The clerk's transcript includes Reiner's form application for an order vacating the prefiling order under section 391.8. Attached to that application is Reiner's response to the prompt asking him to describe the material change in facts that had occurred since the prefiling order was issued and how the "ends of justice would be served by vacating the order" in which he discusses settlements he reached in various litigations. Reiner's response was not under penalty of perjury and, as it appears in the clerk's transcript, was not supported by any documentary evidence. In any event, the substance of his application was not before the trial court when it issued the prefiling order.
Reiner asserts that he submitted documentary evidence in support of his form application that was not included in the clerk's transcript. He asserts he was advised by a court clerk to "just attach" that evidence as exhibits. Attached to his appellate opening brief are documents identified as Exhibits B through G which appear to be parts of settlement agreements or correspondence referring to settlement agreements which are not included in the clerk's transcript. Even if those exhibits were properly before this court on appeal, Reiner admitted at oral argument that none of the exhibits had been presented to the trial court before it issued the prefiling order and are thus irrelevant to our review.
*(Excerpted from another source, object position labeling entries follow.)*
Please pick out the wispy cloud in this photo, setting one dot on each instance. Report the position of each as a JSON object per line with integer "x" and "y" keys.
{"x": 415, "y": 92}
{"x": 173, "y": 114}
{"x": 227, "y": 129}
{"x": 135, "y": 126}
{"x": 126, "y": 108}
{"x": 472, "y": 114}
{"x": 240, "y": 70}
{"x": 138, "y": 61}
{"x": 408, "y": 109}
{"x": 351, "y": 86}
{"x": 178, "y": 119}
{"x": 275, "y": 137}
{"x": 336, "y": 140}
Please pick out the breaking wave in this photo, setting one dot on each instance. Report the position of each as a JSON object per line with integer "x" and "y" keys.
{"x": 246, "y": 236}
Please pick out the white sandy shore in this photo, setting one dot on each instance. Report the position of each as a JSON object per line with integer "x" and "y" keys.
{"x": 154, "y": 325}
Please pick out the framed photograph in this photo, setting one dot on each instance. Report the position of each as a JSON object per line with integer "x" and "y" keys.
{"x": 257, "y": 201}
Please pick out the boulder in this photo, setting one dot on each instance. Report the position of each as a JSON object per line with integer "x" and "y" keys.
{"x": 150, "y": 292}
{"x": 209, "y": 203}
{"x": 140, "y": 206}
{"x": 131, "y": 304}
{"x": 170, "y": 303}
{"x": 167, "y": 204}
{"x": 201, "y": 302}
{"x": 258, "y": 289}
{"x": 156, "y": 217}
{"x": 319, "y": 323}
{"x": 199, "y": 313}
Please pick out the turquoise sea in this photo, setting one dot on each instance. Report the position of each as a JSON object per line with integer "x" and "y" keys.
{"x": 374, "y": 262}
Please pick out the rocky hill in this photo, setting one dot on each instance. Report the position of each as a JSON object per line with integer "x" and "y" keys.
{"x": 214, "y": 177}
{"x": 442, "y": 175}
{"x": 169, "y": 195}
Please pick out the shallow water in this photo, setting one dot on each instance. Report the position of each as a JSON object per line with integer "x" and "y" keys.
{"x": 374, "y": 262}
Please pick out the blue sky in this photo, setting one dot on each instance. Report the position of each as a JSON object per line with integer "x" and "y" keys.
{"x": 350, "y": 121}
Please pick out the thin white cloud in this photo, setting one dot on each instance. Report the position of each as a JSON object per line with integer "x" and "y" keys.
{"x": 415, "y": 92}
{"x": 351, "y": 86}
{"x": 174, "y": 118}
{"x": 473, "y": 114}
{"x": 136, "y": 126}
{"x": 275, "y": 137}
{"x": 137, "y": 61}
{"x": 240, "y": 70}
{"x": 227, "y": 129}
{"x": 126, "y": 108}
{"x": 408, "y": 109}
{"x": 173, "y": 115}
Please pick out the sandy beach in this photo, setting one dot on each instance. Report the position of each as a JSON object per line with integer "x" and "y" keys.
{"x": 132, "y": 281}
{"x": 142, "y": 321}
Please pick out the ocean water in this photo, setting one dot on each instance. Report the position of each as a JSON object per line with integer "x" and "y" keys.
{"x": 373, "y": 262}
Furthermore, the exhibits do not assist Reiner because they are unauthenticated and otherwise consist of such limited portions of settlement agreements that they do not show Reiner's underlying claims had sufficient merit to justify his adversaries from entering into anything other than token settlements with him.
We deny Reiner's request filed on November 25, 2020 that we take judicial notice of (1) this court's two recent orders dismissing Reiner's appeals in other cases pursuant to the prefiling order issued in this case; and (2) this court's order in the instant case granting Reiner an extension of time to serve and file his appellate opening brief. The dismissal orders are irrelevant to the issues presented in this appeal, having necessarily been issued after the trial court issued the prefiling order in this case because they enforced it. The order granting Reiner an extension is already part of the appellate record in this case. --------
DISPOSITION
The order is affirmed. Respondent shall recover costs on appeal.
FYBEL, ACTING P. J. WE CONCUR: THOMPSON, J. GOETHALS, J.